教養ドキュメントファンクラブ

自称「教養番組評論家」、公称「謎のサラリーマン」の鷺がツッコミを混じえつつ教養番組の内容について解説。かつてのニフティでの伝説(?)のHPが10年の雌伏を経て新装開店。

3/4 NHK 歴史秘話ヒストリア「まんぷく家族が生んだ魔法のラーメン」

 今回は非常に好評な朝ドラ「まんぷく」(前作が放送事故レベルでひどかったから、普通のドラマを作ったらあれよりは名作には絶対なるわな)のタイアップ企画、と言うか、これまでの展開とこれからの展開のダイジェスト?

 安藤百福が妻の仁子と結婚したのは1945年、京都のホテルの受付をしていた仁子に百福が一目惚れして猛アタックしたのだとか。この時に百福は「私が仕事をする 家庭は任せる 食べるものには苦労させない」と約束したそうな。男としての覚悟を示す立派な言葉ではあるが、今時なら「男尊女卑」と非難されるかな? 

 結婚後の百福はこの約束を果たすべく猛然といろいろな事業を行う(ドラマで出てきた製塩業なんかも)。しかしある事業で失敗して大借金を抱え込み、とうとう私財を差し押さえられる羽目に。

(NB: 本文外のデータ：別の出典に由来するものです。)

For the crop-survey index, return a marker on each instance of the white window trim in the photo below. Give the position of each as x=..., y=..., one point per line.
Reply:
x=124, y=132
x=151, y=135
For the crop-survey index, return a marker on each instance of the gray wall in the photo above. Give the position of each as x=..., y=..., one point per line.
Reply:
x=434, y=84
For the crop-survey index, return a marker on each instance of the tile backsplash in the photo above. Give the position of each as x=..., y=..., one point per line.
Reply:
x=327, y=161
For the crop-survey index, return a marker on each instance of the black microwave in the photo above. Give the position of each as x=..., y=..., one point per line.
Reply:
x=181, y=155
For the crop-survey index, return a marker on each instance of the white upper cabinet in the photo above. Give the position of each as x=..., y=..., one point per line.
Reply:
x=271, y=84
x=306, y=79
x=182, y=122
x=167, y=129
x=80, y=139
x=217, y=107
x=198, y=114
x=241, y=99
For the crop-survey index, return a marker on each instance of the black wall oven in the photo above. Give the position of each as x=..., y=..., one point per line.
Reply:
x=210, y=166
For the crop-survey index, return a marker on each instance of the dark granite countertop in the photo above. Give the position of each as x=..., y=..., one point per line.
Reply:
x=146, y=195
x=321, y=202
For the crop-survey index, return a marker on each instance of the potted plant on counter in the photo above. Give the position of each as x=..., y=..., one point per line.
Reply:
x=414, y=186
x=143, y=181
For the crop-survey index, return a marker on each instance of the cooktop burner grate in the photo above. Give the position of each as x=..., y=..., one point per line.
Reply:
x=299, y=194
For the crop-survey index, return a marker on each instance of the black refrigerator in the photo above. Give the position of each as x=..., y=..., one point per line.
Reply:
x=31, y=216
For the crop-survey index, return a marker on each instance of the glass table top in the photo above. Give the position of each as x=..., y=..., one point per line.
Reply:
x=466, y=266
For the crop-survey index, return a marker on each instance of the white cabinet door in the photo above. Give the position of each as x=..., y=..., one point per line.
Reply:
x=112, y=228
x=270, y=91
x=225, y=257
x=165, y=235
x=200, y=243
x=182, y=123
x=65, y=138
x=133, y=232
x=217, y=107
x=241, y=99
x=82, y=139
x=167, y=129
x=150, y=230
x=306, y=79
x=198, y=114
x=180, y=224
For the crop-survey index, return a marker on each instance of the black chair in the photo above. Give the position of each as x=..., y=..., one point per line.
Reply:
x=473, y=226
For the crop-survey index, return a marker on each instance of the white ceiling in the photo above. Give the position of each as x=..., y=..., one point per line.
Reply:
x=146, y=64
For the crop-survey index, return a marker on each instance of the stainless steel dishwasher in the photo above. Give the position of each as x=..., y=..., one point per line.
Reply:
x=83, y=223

 ここで彼が逆転をかけて取り組んだのがチキンラーメンの開発。開発は難航するが、天ぷらから麺を揚げるというアイディアが浮かび、1年後で開発に成功、チキンラーメンは日本の食卓を変革させる大ヒット商品となる

 という辺りで15分で今までの朝ドラのストーリーをダイジェストしてしまった。しかしこうして見ると、今の朝ドラは安藤百福はあくまでモデルと言っているが、実際はかなり事実に忠実にドラマにしているのが分かる

 この後がカップヌードルの開発になるが、これを思いついたのはチキンラーメンアメリカで販売しようとした時、アメリカにはどんぷりも箸もなく、商談相手がチキンラーメンを紙コップで作ってフォークで食べたのを見てとのこと。どこでも作って食べられるラーメンを開発したら世界で勝負できると考えたらしい。

 これの開発でも麺をカップに機械で入れることが出来ないという問題やらどうやって蓋をするかなんて問題があったらしいが、麺については麺にカップをかぶせてひっくり返すというアイディアで解決、蓋については飛行機の機内で見たマカダミアナッツの包装を参考にしたとかで解決している。そうして開発したカップヌードルは見事に成功するのだが、これの販売に拍車がかかったのが例の「浅間山荘事件」。機動隊員がカップヌードルを食べる姿のインパクトがかなりの宣伝になり、若者のお手軽食だけでなく、24時間戦うビジネスマンの戦闘食にもなった次第。そしてついには世界も取る。

 ただ百福も常に成功を収めていたわけではなく、カップヌードルの次にはカップライスで大失敗しているとか。日本で米が余っているという話を聞いた彼は、「これからは米だ!」とばかりに総力を挙げて開発したが、出来上がった商品は全く売れずに撤退する羽目になったとか。そう言えばそういう商品が一瞬だけ出ていた記憶が私にもある。確かにあの時の世間の反応は「わざわざご飯をそんなものにしなくても」だったはずだ。

 やがて社長職を退いた百福は、長男の宏基に社長職を譲るのだが、一つ商品をじっくり完璧に開発する百福と、いろいろなアイディアを試してカップヌードルの次の商品を開発しようとする宏基との考え方の違いで両者が激しく対立、「俺が辞めるか、お前が辞めるか」というかなりやばい状態までなったらしい。しかしこの時は百福の性格をよく心得ている仁子が間を取り持って両者の関係改善を図り、やがては百福も宏基の考え方に理解を示すようになったとか。

 とまあ残りの30分でこれからの展開もダイジェストしてくれました。ところでかなり不評で視聴率も低空飛行をしている大河ドラマ「いだてん」ですが、放送直前にヒストリアがそのストーリーを45分でダイジェストしてしまったせいで、「もうわざわざドラマを見る必要がない」となったのも不評の一因との説がある(笑)。果たして良いのか、これで。